2014-07-08 22:22 GMT+03:00 Cathal (Phone) <cathalgarvey at cathalgarvey.me>:

> Biggest FAIL in json is lack of binary. I think a quick extension to
> bencoding is in order: "u<len>" prefix for utf8, "b<len>" for binary. Other
> types are pretty generally useful as-is. Replace "d", "l" and "e" with
> curly and square braces for readability.
>
> Bencoding's structure and basic idea is nice as it's terse and
> understandable, but also easy to make security guarantees about: length
> prefix, and on parse errors just dump the input and error out. Minimal
> overhead for raw binary, which is what you want for crypto, file transfers,
> and VoiP streams. Trivial to write in any language so rapidly portable, and
> can be coded recursively with relative ease without sacrificing
> understandability or security (much).
>
> Thoughts? Bencoding 2.0?
>
>
> On 8 July 2014 17:05:22 GMT+01:00, "Dāvis Mosāns" <davispuh at gmail.com>
> wrote:
>>
>> yeah I agree that using XML was bad idea in XMPP design, there's no good
>> reason to use it, but XMPP is already thought out unlike any new protocol.

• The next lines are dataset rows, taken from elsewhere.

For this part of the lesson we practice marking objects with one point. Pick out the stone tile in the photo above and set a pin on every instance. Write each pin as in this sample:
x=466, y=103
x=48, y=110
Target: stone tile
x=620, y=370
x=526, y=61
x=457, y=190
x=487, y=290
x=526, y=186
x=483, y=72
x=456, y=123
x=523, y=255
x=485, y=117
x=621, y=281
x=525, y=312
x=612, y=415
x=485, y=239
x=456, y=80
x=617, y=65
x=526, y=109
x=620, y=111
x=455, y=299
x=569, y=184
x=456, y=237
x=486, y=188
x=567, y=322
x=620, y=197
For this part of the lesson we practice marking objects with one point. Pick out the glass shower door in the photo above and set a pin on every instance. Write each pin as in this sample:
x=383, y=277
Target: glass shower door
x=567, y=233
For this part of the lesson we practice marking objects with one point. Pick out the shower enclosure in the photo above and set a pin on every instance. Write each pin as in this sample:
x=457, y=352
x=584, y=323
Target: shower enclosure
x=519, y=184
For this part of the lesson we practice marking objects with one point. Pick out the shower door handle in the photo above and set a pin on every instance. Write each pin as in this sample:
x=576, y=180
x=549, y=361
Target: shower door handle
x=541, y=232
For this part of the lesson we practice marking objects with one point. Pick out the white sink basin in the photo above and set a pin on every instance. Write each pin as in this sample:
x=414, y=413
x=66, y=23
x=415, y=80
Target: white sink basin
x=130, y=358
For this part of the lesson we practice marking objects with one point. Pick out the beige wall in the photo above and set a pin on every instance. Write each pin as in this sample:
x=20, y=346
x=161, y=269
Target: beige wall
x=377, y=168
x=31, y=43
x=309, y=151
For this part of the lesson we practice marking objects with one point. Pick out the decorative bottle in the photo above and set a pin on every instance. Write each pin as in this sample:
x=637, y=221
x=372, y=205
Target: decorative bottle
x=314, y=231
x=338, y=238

>> But actually I think could use same XMPP protocol and just map on different
>> encoding. What is XML?  basically it's just a language for data mapping (an
>> encoding) and it would be perfectly possible to use same XMPP protocol
>> concepts and map them on different data structure. And this is the thing I
>> think should be pursued for. Which encoding to use is debatable. I would
>> say using Google Protocol Buffers
>> <https://developers.google.com/protocol-buffers/> are perfect for
>> network protocols. I haven't investigated how good is MessagePack, but it
>> could be usable too. Only about JSON and similar I don't like that they're
>> "type-less", they have just some basic data types like String, Number etc
>> and you loose information that way, say you've uint32 and you store and
>> transmit that with JSON and on other end it will be probably int64 because
>> that CPU is 64bit, of course you could find shortest fitting type, but
>> that's not practical because you don't know limits of this field, maybe
>> next message it will be bigger. In Protobuf there's types for everything
>> int32, unit64 and so on.
>>
>>
>>
>>
>> 2014-07-08 11:25 GMT+03:00 Zenaan Harkness <zen at freedbms.net>:
>>
>>> On 7/8/14, "Łukasz \"Cyber Killer\" Korpalski" <cyberkiller8 at gmail.com>
>>> wrote:
>>> > W dniu 07.07.2014 16:55, rysiek pisze:
>>> >> Dnia poniedziałek, 7 lipca 2014 16:06:47 Dāvis Mosāns pisze:
>>> >>> I don't agree, I think XMPP could be good solution, while yes attack
>>> >>> surface is quite large but it will be in any case, because even if
>>> you
>>> >>> create the very minimalist chat protocol possible (let's say
>>> basically
>>> >>> use
>>> >>> asymmetric cryptography for messages which are plaintext without any
>>> >>> features) you still can have bugs in cryptography library, network
>>> >>> stack,
>>> >>> OS/kernel. This part will be same no matter what messaging protocol
>>> you
>>> >>> use.
>>> >>
>>> >> Exactly. And that's an argument for NOT minimizing the attack surface
>>> >> beyond
>>> >> these problems... how exactly?
>>> >>
>>> >> I mean, your argument is basically: "don't wash your hands, as there
>>> might
>>> >> be
>>> >> salmonella in the eggs anyway". Dafuq?
>>> >
>>> > I'm going to defend XMPP too, but on the grounds that it's an already
>>> > established and widely used protocol, the overhead is minimal looking
>>> > from a modern point of view (even when not using the potentially
>>> > privacy-risky elements) and it was designed to be extendable. These are
>>> > imo good arguments to use xmpp instead of creating something new (again
>>> > :-P ).
>>>
>>> As has been said over the decades: start correct, 'good' easy
>>> to maintain code, secure of course, and optimize later,
>>> eg 1-1 mapping from XMPP (XML I assume?) to say msgpack:
>>> MessagePack: http://msgpack.org/ - a fast, binary replacement for JSON
>>>
>>> Such optimizations ought be behind a library anyway!
>>> (From user app point of view.)
>>>
>>> As someone else said, think of the stack, separate the concerns:
>>> IP, user addressing, persistence of ids, persistence of addresses,
>>> crypting, dht, distributed storage, libs, user apps.
>>>
>>> For impatient programmers wanting instant gratification,
>>> work on one layer in the stack.
>>>
>>>
>>
> --
> Sent from my Android device with K-9 Mail. Please excuse my brevity.